Nesses casos, a transferência de bens em vida pode se dar de forma gradual (ao contrário da transmissão por morte), permitindo-se que o donatário (quem recebe os bens) assuma aos poucos a administração do patrimônio, eventualmente sob condições e restrições que preservem o controle do doador sobre os bens doados, como a manutenção do usufruto vitalício ou outra condição.
Do ponto de vista processual, doar em vida pode facilitar ou evitar um inventário, que pode ser longo e custoso, tanto financeira quanto emocionalmente (ainda que se valha de um testamento). Sob o prisma tributário, a doação em vida também pode ter um papel importante no cálculo dos impostos pela sucessão patrimonial, por se saber o peso da tributação no momento em que se doa, possibilitando melhor planejamento tributário, com possível redução do ITCMD, a depender da legislação dos Estados.
Por outro lado, ao passo que a doação em vida é negócio jurídico que se finaliza no momento em que o donatário aceita receber o bem (o que pode inviabilizar, portanto, o arrependimento do doador), o testamento oferece maior flexibilidade, pois pode ser alterado a qualquer momento antes do falecimento, permitindo adaptações à dinâmica familiar ou à vontade do testador.
A questão a se considerar, contudo, é que os bens passarão à administração dos beneficiários imediatamente após a sucessão, sem que lhes seja permitida a adaptação gradual da nova realidade patrimonial, o que pode ser severamente danoso à preservação dos bens a depender da situação. Em termos de planejamento tributário, a transmissão dos bens via testamento eventualmente não será a melhor escolha, uma vez não se saber, de antemão, qual será a alíquota do ITCMD vigente ao tempo da morte do testador.

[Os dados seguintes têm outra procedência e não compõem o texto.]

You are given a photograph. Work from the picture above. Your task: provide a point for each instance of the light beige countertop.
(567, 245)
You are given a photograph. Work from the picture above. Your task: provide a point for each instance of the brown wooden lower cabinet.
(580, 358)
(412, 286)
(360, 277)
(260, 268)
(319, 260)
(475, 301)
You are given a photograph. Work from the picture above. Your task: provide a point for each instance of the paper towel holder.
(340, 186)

O testamento também não afasta a exigência de inventário para a partilha dos bens.
Outro ponto a considerar é que a destinação de bens por meio de testamento não impede o futuro questionamento judicial de herdeiros que se sentirem lesados pelo testador. Embora também não esteja livre de divergências dos interessados, a doação em vida pode ter sua potencial litigiosidade relativizada por contar com a presença física do doador, que possivelmente poderá influenciar as partes de modo a mitigar desentendimentos e pavimentar acordos.
Embora a lei permita ao doador/testador o direito de escolher os bens e os beneficiários (que podem ser seus parentes ou não, inclusive pessoas jurídicas como instituições de caridade), também há limites, dentre eles o de respeitar a legítima, ou seja, os 50% da cota parte obrigatória da herança para seus herdeiros necessários, como filhos, pais e cônjuge. Essa regra vale tanto para testamentos quanto para doações em vida.
Qual escolha fazer, afinal? Optar entre doação em vida ou testamento dependerá, primeiramente, da vontade do doador/testador, conforme a finalidade dos bens que deseja transferir e a possibilidade de participar como agente ativo nesse processo. Em segundo lugar, as características e complexidade da família, volume do patrimônio, situação fiscal dos bens e preparo dos herdeiros indicarão a melhor combinação para o modelo de sucessão patrimonial.
No fim, mais que a forma como soluções jurídicas são estruturadas, será a empatia e o diálogo dos interessados que permitirão à herança ir além dos bens materiais, preservando relações familiares e transmitindo valores como harmonia, generosidade e união, em um legado capaz de atravessar gerações.